In the end, the figure shown previously was the 95% CI of 100 simulations, and I agree with you that it's more useful to plot the individual simulated paths, and I will plot simulated paths with your suggestion in future.

And once again I express my sincere thanks for your help.

kingaa commented 4 years ago

These results prompted me that the reason of failure of pfilter with cases may include:

  • the variance of cases is so large that the Poisson process cannot catch it;
  • there are some characters that the model didn't catch. I am not sure whether they are correct diagnoses. And how can I solve the issue next, substituted the Poisson process with others, negative binomial process for example, or other solutions? Would it be possible to give me some valuable suggestions, please?
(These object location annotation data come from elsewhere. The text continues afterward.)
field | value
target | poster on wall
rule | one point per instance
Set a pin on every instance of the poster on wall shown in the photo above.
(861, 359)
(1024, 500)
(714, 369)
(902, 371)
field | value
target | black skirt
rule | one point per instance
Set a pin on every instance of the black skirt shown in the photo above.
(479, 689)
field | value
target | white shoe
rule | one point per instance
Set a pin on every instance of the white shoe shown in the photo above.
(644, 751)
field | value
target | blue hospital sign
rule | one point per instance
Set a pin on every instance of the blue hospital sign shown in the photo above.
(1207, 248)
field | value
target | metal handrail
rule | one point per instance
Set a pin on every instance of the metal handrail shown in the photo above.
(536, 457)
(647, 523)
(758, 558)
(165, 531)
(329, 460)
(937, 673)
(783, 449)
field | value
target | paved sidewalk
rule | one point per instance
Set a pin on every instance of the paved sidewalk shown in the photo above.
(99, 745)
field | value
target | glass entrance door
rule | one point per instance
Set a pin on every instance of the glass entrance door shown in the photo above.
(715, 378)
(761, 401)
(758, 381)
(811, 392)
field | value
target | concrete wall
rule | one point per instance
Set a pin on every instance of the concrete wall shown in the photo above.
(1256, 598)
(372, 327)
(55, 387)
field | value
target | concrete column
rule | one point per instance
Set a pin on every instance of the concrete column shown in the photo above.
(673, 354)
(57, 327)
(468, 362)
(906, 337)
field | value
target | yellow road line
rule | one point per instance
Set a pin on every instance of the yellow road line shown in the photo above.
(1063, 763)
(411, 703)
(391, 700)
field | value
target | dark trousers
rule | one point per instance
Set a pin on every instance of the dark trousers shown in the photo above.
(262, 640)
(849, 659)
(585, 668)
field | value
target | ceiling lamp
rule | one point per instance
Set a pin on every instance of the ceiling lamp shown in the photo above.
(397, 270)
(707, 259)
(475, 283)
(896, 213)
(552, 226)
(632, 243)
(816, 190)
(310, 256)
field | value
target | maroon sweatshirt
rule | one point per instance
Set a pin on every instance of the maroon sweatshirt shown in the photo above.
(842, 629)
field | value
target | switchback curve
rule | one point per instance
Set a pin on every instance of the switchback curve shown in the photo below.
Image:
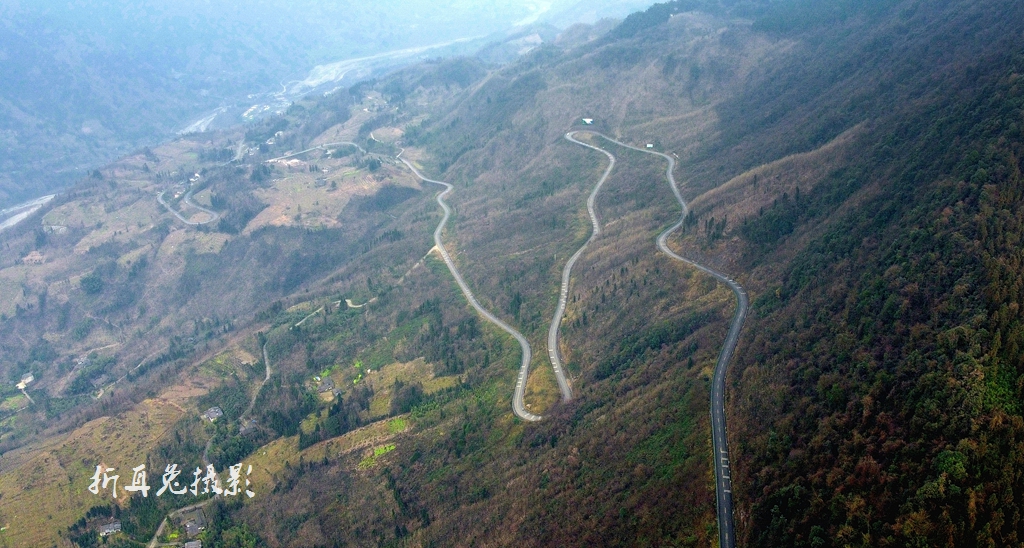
(520, 386)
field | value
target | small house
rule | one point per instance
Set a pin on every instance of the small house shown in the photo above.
(326, 386)
(195, 522)
(26, 381)
(213, 414)
(34, 258)
(248, 427)
(110, 529)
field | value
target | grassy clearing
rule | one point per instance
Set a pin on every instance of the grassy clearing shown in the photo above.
(418, 371)
(46, 492)
(13, 403)
(542, 388)
(377, 453)
(271, 460)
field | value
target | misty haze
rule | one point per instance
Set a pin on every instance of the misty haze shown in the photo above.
(521, 272)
I am not sure these are the correct diagnoses either, but they seem to be consistent with what we observe so far. I suggest you try replacing the Poisson measurement model with one that has some overdispersion. For example, a negative binomial measurement model, as for example was done here.

MathGIS commented 4 years ago

@kingaa Thank you very much! I'll try it.

kingaa commented 4 years ago

I'll close this issue now, but feel free to re-open it if more discussion is warranted.